Negotiating Temporality: Sufistic Zapin in Maritime Southeast Asia
Mohd Anis Md Nor
University of Malaya, Kuala Lumpur
One of the many Sufi practices, which utilize dhikr (recitation of the divine names or litanies) that is muted by non-verbal inward recitations, could be observed in the Zapin dance and music in the coastal areas of maritime Southeast Asia. Performed by Zapin dancers who are followers of Tariqat or ‘way’ of the sharia’at, which literally means “the road to the watering place,” dancing the silent dhikr symbolizes the broad way in which the performer-practitioners find way to travel and seek God. The accompaniment of music and the physical movement of performing a structured movement system portray ephemeral permeation of Islamic aesthetics and Malay artistic conventions while negotiating the traditional mode of temporality that is diachronically and synchronically linear in form, time and space.
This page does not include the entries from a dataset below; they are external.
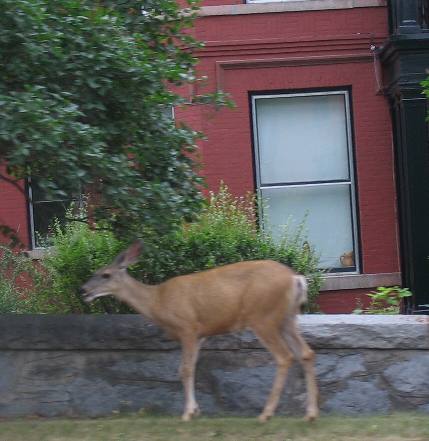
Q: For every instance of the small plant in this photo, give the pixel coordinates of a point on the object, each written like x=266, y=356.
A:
x=385, y=300
x=18, y=279
x=224, y=232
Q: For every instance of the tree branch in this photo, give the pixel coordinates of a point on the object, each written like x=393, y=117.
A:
x=15, y=183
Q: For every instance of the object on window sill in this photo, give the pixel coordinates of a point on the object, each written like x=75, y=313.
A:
x=347, y=259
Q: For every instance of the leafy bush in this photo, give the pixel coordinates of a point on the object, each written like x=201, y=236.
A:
x=18, y=278
x=385, y=300
x=77, y=252
x=225, y=232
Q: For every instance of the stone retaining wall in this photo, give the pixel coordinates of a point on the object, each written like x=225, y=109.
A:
x=96, y=365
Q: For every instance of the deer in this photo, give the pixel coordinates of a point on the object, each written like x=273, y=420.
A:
x=264, y=296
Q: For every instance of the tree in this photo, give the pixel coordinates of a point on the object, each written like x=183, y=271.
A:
x=85, y=101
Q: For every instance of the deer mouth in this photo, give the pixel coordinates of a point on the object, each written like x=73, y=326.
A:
x=89, y=296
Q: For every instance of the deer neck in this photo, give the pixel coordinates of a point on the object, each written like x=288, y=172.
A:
x=139, y=295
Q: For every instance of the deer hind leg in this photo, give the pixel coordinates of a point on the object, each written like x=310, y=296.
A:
x=273, y=340
x=305, y=355
x=190, y=348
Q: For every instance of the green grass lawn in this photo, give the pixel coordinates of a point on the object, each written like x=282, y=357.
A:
x=156, y=428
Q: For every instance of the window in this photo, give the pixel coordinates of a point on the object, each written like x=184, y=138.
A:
x=270, y=1
x=304, y=170
x=43, y=211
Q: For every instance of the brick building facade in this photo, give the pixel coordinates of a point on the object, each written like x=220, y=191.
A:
x=287, y=55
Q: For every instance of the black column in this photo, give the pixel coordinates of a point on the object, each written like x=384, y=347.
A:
x=409, y=112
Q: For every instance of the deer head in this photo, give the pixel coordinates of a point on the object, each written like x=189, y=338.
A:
x=110, y=279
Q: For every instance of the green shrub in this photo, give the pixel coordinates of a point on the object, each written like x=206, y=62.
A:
x=18, y=278
x=385, y=300
x=225, y=232
x=77, y=251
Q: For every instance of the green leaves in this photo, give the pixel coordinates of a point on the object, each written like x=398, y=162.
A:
x=83, y=93
x=385, y=300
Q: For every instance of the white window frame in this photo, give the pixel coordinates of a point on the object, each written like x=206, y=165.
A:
x=351, y=182
x=31, y=204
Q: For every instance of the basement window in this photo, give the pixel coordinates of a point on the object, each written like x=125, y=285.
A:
x=304, y=171
x=44, y=210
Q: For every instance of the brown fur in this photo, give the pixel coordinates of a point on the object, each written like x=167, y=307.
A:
x=263, y=295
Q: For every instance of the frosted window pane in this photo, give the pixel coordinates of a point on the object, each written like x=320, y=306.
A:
x=328, y=224
x=302, y=139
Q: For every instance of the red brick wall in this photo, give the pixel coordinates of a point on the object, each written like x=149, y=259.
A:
x=297, y=47
x=13, y=210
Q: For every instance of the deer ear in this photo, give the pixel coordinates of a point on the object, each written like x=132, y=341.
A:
x=130, y=255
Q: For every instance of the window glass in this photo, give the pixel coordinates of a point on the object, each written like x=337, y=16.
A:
x=304, y=162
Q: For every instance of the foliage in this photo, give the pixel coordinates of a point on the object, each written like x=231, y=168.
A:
x=77, y=252
x=18, y=278
x=224, y=232
x=84, y=89
x=385, y=300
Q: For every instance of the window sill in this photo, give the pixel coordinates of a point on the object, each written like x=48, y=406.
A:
x=359, y=281
x=288, y=6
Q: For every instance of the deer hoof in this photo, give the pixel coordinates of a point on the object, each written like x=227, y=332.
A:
x=188, y=415
x=311, y=416
x=263, y=418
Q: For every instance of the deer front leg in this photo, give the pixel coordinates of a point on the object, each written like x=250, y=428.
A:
x=190, y=348
x=273, y=341
x=305, y=355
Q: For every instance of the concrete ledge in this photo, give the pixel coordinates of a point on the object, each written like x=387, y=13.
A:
x=288, y=6
x=358, y=281
x=133, y=332
x=98, y=364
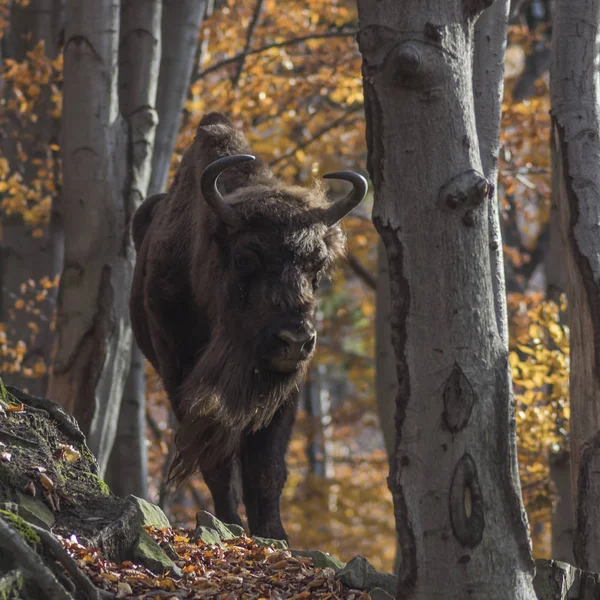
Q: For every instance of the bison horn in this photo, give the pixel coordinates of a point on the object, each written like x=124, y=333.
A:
x=210, y=191
x=340, y=209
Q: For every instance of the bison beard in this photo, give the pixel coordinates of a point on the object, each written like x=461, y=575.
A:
x=222, y=304
x=228, y=397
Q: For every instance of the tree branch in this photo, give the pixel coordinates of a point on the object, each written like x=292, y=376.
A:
x=339, y=121
x=251, y=29
x=283, y=44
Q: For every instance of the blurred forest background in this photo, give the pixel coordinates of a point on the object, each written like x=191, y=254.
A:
x=290, y=72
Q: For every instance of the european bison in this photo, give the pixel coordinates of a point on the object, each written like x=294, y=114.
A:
x=223, y=303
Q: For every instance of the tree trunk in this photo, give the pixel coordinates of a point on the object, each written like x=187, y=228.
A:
x=454, y=477
x=179, y=35
x=576, y=147
x=488, y=90
x=386, y=382
x=107, y=159
x=23, y=256
x=562, y=515
x=128, y=466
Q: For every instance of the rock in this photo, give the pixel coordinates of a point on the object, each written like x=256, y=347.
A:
x=118, y=539
x=207, y=535
x=380, y=594
x=35, y=511
x=205, y=519
x=123, y=590
x=152, y=515
x=271, y=543
x=555, y=580
x=360, y=574
x=236, y=530
x=321, y=560
x=152, y=556
x=12, y=585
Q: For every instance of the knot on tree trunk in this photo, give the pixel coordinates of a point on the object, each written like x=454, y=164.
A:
x=466, y=503
x=465, y=193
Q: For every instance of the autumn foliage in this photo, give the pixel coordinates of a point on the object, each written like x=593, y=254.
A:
x=291, y=73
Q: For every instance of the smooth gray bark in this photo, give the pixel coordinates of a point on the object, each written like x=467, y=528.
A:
x=139, y=57
x=488, y=89
x=180, y=25
x=460, y=519
x=576, y=146
x=107, y=152
x=128, y=466
x=23, y=256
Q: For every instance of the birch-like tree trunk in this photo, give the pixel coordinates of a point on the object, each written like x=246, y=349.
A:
x=576, y=150
x=25, y=257
x=461, y=525
x=180, y=25
x=180, y=33
x=107, y=155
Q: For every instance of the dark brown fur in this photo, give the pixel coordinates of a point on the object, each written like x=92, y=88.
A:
x=201, y=324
This temporality that is curled from the past remains important in the present as the performers negotiate their togetherness as Sufis and practitioners of religious and cultural practices that are embedded in mute dhikr, which plays an important role in sustaining Malay-Islamic traditional performance practices that is essential in seeking the realm of the altered other. This paper will discuss how dichotomies of the past and the present are negotiated within the traditional mode of temporality that progresses lineally through the procession of the past (diachronic), present (extant and synchronic) and future (impending) through the silent dhikr in the Zapin dance of Southeast Asia.